A Mar disse ainda que os ‘earnings revisions’ da Nvidia, a empresa que mais tem se beneficiado do boom da IA, têm seguido o mesmo padrão das empresas de networking no final dos anos 90.
“A cada trimestre a dinâmica era de ‘beat and raise’, com os analistas extrapolando para o futuro a trajetória do passado recente. Expansão contínua de margens, crescimento significativo, ganhos adicionais de market share (mesmo a empresa já detendo algo como 85% de representatividade do capex marginal em cloud), incorporação de novos segmentos e assim por diante.”
Para a gestora, o ‘efeito IA’ da Nvidia tem sido sentido em tudo relacionado ao tema, passando pelas empresas de componentes, servidores, memória, segurança da informação e até as companhias de geração de energia.
Segundo a Mar Asset, essas empresas têm sido avaliadas com métricas não convencionais, como o percentual do mercado endereçável, múltiplos de vendas, e margens normalizadas dez anos para a frente.
“As últimas rodadas de financiamento da OpenAI, Anthropic e outras empresas ‘core AI’ também têm chamado bastante atenção pelo componente FOMO (Fear of Missing Out) de fundos super experientes,” diz a carta.
“É o clássico ciclo de capex se espalhando em ondas e animando investidores a encontrar a segunda, terceira e quarta derivada do tema. Daqui a 10 ou 20 anos, quando analisarmos essa época, provavelmente as empresas vencedoras não serão as mesmas, ou talvez ainda nem tenham surgido.”
Apesar das semelhanças com o período pré-bolha da internet, a Mar acha que há um agravante hoje, que torna a situação ainda mais complexa: a concentração cada vez maior nos mercados globais de ações.
Hoje, mais de 40% do volume da Bolsa americana é negociado por fundos quantitativos e hedge funds multigestores — os chamados pod shops — que captaram quase US$ 100 bilhões nos últimos cinco anos e operam com uma alavancagem média de 4 a 7 vezes o capital.
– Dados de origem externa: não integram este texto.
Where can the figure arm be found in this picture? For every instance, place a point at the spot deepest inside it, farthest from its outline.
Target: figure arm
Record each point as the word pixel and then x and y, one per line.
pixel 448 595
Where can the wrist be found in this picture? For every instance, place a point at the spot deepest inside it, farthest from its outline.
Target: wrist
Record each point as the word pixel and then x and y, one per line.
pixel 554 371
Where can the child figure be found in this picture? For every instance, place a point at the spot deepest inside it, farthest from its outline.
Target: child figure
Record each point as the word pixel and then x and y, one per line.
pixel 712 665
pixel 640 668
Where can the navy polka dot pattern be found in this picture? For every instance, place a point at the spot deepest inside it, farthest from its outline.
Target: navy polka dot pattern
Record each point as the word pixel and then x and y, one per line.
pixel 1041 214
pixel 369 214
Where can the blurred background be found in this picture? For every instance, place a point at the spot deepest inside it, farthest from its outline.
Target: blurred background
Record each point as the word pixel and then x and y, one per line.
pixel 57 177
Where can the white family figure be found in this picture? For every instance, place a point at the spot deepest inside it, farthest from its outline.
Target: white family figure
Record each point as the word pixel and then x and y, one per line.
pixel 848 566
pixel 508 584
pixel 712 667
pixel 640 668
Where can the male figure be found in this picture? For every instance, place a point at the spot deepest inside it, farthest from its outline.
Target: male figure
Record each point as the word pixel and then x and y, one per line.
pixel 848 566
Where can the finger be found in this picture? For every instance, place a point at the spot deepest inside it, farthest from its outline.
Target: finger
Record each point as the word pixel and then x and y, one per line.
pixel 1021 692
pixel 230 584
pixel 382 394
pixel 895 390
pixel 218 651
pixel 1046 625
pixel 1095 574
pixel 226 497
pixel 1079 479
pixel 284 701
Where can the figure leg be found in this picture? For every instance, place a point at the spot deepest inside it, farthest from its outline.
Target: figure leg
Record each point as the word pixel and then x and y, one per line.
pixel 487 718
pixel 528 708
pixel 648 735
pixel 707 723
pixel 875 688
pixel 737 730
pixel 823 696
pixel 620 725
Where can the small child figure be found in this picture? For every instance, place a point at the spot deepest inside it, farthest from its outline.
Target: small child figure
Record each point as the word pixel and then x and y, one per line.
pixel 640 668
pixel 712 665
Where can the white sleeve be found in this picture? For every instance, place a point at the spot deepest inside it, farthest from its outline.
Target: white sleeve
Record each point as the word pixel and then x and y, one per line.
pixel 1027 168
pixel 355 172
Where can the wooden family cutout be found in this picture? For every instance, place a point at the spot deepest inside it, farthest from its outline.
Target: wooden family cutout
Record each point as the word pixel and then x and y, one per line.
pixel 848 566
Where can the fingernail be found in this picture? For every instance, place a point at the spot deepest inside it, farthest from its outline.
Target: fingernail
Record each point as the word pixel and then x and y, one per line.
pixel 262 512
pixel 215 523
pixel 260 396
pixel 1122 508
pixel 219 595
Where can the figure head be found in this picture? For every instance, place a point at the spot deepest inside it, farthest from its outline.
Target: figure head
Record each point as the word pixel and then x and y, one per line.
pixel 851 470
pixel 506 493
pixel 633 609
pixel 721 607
Somando os ETFs e fundos indexados, a participação é ainda maior, beirando os dois terços, com o restante nas mãos das pessoas físicas e dos fundos tradicionais, com visão fundamentalista.
A Mar nota que o principal ‘trade’ que funcionou nos últimos 14 anos foi estar long em growth (em geral por meio de ações de tecnologia nos EUA) e short em índices ou ações de outros setores.
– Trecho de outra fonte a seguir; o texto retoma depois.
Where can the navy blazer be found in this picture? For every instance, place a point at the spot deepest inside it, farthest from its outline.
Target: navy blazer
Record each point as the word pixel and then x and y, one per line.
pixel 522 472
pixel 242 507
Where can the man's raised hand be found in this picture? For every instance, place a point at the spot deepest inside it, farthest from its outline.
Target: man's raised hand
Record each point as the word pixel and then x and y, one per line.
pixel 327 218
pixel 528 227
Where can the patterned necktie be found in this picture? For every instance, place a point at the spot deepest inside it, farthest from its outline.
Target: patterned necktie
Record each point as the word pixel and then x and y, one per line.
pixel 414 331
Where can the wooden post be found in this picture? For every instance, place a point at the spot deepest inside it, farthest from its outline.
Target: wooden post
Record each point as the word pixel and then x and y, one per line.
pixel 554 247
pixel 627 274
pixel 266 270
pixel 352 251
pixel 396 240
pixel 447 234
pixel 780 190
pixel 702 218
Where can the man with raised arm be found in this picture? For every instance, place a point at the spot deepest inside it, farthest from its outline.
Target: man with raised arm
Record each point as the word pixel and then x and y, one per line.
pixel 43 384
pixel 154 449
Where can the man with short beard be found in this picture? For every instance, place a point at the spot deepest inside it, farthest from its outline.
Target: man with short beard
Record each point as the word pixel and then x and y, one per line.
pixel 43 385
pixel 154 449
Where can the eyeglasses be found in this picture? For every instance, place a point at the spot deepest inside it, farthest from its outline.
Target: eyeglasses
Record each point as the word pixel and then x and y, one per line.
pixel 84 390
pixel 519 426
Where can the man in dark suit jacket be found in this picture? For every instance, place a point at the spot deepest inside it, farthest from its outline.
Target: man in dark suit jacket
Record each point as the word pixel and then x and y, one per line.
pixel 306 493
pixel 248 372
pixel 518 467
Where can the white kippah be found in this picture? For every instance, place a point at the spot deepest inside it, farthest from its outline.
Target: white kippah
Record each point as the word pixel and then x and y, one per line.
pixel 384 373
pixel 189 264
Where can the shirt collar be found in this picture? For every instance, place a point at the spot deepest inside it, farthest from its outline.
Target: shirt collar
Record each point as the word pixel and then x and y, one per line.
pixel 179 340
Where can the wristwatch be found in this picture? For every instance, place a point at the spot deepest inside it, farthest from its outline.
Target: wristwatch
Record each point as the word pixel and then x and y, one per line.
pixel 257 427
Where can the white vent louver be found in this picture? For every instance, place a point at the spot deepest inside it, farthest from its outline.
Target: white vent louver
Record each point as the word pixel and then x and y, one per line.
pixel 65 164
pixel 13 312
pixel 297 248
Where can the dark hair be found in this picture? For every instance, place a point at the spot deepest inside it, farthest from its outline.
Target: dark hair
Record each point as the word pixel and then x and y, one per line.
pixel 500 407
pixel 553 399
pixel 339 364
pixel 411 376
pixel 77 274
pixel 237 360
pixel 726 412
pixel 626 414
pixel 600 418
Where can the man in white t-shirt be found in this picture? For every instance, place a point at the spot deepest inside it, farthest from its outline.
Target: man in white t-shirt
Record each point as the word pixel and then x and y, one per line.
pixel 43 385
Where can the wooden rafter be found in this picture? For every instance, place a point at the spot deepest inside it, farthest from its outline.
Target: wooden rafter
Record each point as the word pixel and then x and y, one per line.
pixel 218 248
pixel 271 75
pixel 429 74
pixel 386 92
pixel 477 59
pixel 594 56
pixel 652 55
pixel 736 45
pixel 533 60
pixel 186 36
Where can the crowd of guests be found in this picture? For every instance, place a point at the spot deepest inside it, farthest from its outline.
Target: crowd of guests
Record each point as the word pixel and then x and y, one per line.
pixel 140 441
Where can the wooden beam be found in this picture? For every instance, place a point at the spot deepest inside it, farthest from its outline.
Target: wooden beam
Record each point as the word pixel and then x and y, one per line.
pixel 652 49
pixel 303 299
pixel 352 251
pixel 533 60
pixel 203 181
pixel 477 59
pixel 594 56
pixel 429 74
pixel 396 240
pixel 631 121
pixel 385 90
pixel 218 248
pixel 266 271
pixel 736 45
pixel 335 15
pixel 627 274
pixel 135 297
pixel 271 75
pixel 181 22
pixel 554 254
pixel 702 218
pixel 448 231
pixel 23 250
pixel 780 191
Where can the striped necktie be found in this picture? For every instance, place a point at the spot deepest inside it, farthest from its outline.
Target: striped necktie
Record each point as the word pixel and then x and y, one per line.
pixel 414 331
“Imaginamos que a exposição dos fundos quantitativos e dos pod shops ao tema seja muito relevante, dado que a performance de ambos os grupos tem sido bastante consistente com o desempenho do setor,” escreveu a Mar.
“Quando nos perguntam quais os grandes riscos do mercado atualmente, um dos que mais atrapalha nosso sono é essa combinação de um ciclo de produto acelerado e focado em poucas empresas – com o market cap global dominado pelas grandes empresas de tecnologia – em um mercado onde o volume diário não é mais dominado por decisões fundamentalistas, mas sim quantitativas ou impulsionadas por incentivos de aceleração/desaceleração de alavancagem e tomada de risco.”
A gestora diz que há trilhões de dólares de liquidez controlados por sistemas ou gestores “muitas vezes desalinhados ou inexperientes, extremamente sensíveis a qualquer pequena variação de preço, cujos portfólios alavancados ou baseados em algoritmos automatizados de momentum ajudam a alimentar os mesmos temas em uma grande referência circular.”
Como o trade desses fundos tem funcionado nos últimos anos, eles têm levantado mais recursos para a mesma tese. O problema, para a Mar, é que quanto mais capital, mais difícil gerar retornos excedentes.
“São cerca de US$ 2 trilhões geridos por esses fundos hoje, e já seria difícil se houvesse tomadores de decisão hábeis o suficiente para o tamanho do desafio, mas talvez quase impossível quando a realidade é de gestores cada vez menos experientes, diplomados por treinamentos questionáveis, incentivos tortos e vieses de mercado potencialmente distorcidos pelas longas tendências,” diz a carta.
“Combinado a isso, estamos vivenciando o maior ciclo de capex em tecnologia da história, capitaneado pelas maiores empresas do mundo em valor de mercado, sem clareza de prazo nem dicas sobre rentabilidade potencial ou vencedores no longo prazo.”